PeerState has several states:

  1. LOOKINGCampaign status.
  2. FOLLOWINGEntourage status synchronizationleaderStatus, participate in the vote.
  3. OBSERVING, observation status, synchronizationleaderStatus, not voting.
  4. LEADINGLeadership status.

For elections, the default state is LOOKING, and only the LOOKING state will execute the election algorithm. Each server selects itself as the leader at startup, then sends out the voting information, and loops until a leader is elected.

FastLeaderElection.lookForLeader()

Leader election core code.

Flowchart of voting processing

FastLeaderElection.termPredicate()

QuorumMaj. containsQuorum()

By default, QuorumMaj is used to determine whether the number of votes of the current node is greater than half.

The network communication process of voting

Communication process source code analysis

Socket listeners are created after each ZK service is started

The run() method creates the socket listener.

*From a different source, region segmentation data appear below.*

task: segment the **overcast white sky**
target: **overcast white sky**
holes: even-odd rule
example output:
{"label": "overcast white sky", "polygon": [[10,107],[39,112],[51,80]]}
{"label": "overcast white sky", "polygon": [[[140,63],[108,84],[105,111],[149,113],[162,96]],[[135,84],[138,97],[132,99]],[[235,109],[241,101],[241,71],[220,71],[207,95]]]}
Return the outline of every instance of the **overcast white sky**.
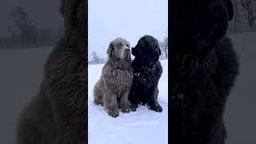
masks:
{"label": "overcast white sky", "polygon": [[110,41],[126,38],[131,46],[144,34],[159,41],[168,32],[168,0],[89,0],[88,52],[106,58]]}

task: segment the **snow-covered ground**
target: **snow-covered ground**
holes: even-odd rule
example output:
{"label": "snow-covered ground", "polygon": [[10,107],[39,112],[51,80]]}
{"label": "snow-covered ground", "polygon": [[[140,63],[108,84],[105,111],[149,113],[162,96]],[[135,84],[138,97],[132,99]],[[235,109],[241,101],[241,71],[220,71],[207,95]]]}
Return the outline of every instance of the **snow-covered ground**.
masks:
{"label": "snow-covered ground", "polygon": [[[230,36],[239,55],[240,74],[228,99],[225,113],[226,144],[256,143],[256,33]],[[42,82],[43,64],[52,47],[0,50],[0,143],[14,144],[17,118],[25,104],[35,95]],[[92,103],[92,88],[102,65],[89,66],[90,144],[165,144],[167,141],[167,62],[159,83],[158,114],[141,106],[138,111],[109,117],[103,108]]]}
{"label": "snow-covered ground", "polygon": [[239,57],[240,74],[225,113],[226,143],[256,143],[256,32],[230,37]]}
{"label": "snow-covered ground", "polygon": [[89,144],[167,144],[168,142],[168,62],[162,60],[158,102],[162,113],[140,106],[137,111],[110,117],[102,106],[93,103],[93,87],[99,79],[103,65],[88,66]]}

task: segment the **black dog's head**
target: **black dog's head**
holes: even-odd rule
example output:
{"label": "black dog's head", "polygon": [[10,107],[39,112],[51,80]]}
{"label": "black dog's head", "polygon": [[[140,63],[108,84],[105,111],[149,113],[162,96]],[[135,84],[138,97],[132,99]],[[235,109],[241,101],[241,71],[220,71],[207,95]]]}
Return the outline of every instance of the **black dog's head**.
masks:
{"label": "black dog's head", "polygon": [[161,50],[158,41],[150,35],[145,35],[139,39],[132,54],[146,66],[153,66],[159,59]]}
{"label": "black dog's head", "polygon": [[64,17],[66,30],[86,32],[87,2],[86,0],[62,0],[60,13]]}
{"label": "black dog's head", "polygon": [[234,16],[231,0],[174,1],[172,45],[201,52],[226,35],[228,22]]}

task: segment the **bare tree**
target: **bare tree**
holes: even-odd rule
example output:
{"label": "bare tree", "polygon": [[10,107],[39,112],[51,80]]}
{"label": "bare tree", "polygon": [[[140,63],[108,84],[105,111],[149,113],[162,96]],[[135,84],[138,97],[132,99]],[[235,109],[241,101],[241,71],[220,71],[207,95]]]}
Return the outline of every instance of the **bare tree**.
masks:
{"label": "bare tree", "polygon": [[244,15],[251,30],[256,31],[256,0],[241,0],[241,6],[246,10]]}

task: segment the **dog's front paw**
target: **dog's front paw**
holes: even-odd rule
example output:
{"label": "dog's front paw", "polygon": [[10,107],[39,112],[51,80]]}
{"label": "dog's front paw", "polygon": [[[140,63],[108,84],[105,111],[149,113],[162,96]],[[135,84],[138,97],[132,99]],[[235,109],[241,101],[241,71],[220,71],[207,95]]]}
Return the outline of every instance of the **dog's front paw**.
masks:
{"label": "dog's front paw", "polygon": [[138,104],[131,104],[130,106],[131,110],[132,111],[136,111],[137,108],[138,108]]}
{"label": "dog's front paw", "polygon": [[119,111],[118,110],[109,110],[107,114],[113,118],[117,118],[119,115]]}
{"label": "dog's front paw", "polygon": [[138,104],[145,106],[146,102],[138,102]]}
{"label": "dog's front paw", "polygon": [[162,112],[162,108],[159,104],[148,104],[147,107],[150,110],[154,110],[156,112]]}

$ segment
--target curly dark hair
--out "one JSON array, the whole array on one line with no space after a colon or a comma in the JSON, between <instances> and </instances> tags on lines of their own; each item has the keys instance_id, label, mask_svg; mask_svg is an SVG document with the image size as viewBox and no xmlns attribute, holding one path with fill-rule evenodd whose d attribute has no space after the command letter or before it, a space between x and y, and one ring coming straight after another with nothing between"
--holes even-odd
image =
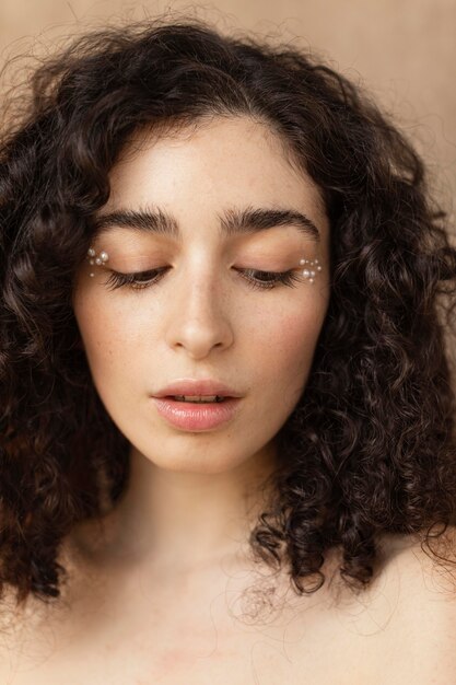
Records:
<instances>
[{"instance_id":1,"label":"curly dark hair","mask_svg":"<svg viewBox=\"0 0 456 685\"><path fill-rule=\"evenodd\" d=\"M295 591L314 592L339 548L361 590L383 535L429 545L455 523L456 249L423 161L362 88L296 46L159 19L73 39L20 106L0 142L2 593L59 597L65 536L128 484L129 444L92 382L72 292L108 173L151 124L266 123L330 222L328 312L278 434L273 496L249 537L258 557L285 559Z\"/></svg>"}]
</instances>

FastLeaderElection.lookForLeader

This method, analyzed earlier, calls sendNotifications to send the vote request:

FastLeaderElection.sendqueue

Data in the sendQueue queue is obtained concurrently through the WorkerSender. And this WorkerSender thread, when you build fastLeaderElection, is going to start.

QuorumCnxManager.toSend

startConnection

SendWorker will listen to the blocking queue corresponding to SID. If the queue is empty during startup, it will resend the last last message, in case the last message was not processed successfully because the server quit abnormally. RecvWorker:RecvWorker listens to the inputStream of the socket, reads the message and puts it into the message receiving queue. The message is put into the queue, and the process of QCM is finished.

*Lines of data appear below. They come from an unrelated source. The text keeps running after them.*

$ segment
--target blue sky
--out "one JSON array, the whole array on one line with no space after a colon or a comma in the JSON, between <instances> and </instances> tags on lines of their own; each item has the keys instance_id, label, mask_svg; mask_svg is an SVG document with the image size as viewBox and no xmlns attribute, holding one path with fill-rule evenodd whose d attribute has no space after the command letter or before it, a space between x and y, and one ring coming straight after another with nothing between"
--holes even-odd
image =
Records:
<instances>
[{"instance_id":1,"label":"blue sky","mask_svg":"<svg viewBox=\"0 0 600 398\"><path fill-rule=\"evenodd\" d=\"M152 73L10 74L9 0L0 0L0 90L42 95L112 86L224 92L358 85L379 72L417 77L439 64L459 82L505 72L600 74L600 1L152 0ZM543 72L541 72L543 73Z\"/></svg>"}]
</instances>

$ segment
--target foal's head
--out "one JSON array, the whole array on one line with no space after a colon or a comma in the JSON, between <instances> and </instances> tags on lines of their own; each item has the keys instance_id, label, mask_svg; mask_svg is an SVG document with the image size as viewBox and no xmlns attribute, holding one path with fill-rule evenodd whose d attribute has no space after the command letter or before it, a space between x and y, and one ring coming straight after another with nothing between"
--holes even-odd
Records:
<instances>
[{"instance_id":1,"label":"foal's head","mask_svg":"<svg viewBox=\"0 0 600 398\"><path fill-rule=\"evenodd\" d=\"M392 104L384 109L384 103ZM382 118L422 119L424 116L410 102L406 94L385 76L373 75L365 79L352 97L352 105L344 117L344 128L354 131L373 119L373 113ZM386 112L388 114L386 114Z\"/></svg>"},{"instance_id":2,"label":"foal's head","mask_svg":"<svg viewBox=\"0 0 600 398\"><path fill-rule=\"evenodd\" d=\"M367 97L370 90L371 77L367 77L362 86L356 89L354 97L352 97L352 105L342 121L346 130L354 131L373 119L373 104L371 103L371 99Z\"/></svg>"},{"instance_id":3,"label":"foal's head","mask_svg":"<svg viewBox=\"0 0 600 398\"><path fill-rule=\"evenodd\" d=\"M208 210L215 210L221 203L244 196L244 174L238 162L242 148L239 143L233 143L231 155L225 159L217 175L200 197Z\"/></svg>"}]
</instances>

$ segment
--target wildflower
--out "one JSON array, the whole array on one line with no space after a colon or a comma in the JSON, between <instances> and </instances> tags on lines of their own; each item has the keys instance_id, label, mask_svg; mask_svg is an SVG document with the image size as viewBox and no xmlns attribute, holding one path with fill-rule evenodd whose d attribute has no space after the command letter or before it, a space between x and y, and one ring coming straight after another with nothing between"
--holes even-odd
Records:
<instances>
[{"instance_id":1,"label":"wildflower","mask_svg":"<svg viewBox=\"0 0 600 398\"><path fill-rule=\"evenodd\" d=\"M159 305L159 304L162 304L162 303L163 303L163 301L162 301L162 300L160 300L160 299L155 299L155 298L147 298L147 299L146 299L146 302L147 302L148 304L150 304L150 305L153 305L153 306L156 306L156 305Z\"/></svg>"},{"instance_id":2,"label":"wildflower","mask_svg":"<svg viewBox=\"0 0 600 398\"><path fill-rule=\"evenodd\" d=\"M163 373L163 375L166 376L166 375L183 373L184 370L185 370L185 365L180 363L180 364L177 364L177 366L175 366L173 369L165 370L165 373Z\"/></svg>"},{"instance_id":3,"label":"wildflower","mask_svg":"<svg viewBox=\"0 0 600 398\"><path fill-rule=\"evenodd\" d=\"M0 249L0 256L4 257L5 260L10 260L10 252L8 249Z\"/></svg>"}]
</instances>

Processing logic after the leader election is complete

After the election through the lookForLeader method is complete, the PeerState of the current node is set to either Leading, FOLLOWING, or OBSERVING. The current leader is selected, but the quorumpeer-run () method has not been executed yet. Let’s go back to the next step.

QuorumPeer.run()

Case FOLLOWING and LEADING:

follower.followLeader()

makeLeader

Initializes a Leader object and builds a LeaderZookeeperServer for the request processing service of the table Leader node.

leader.lead()

On the Leader, lead() is used to handle interactions with followers.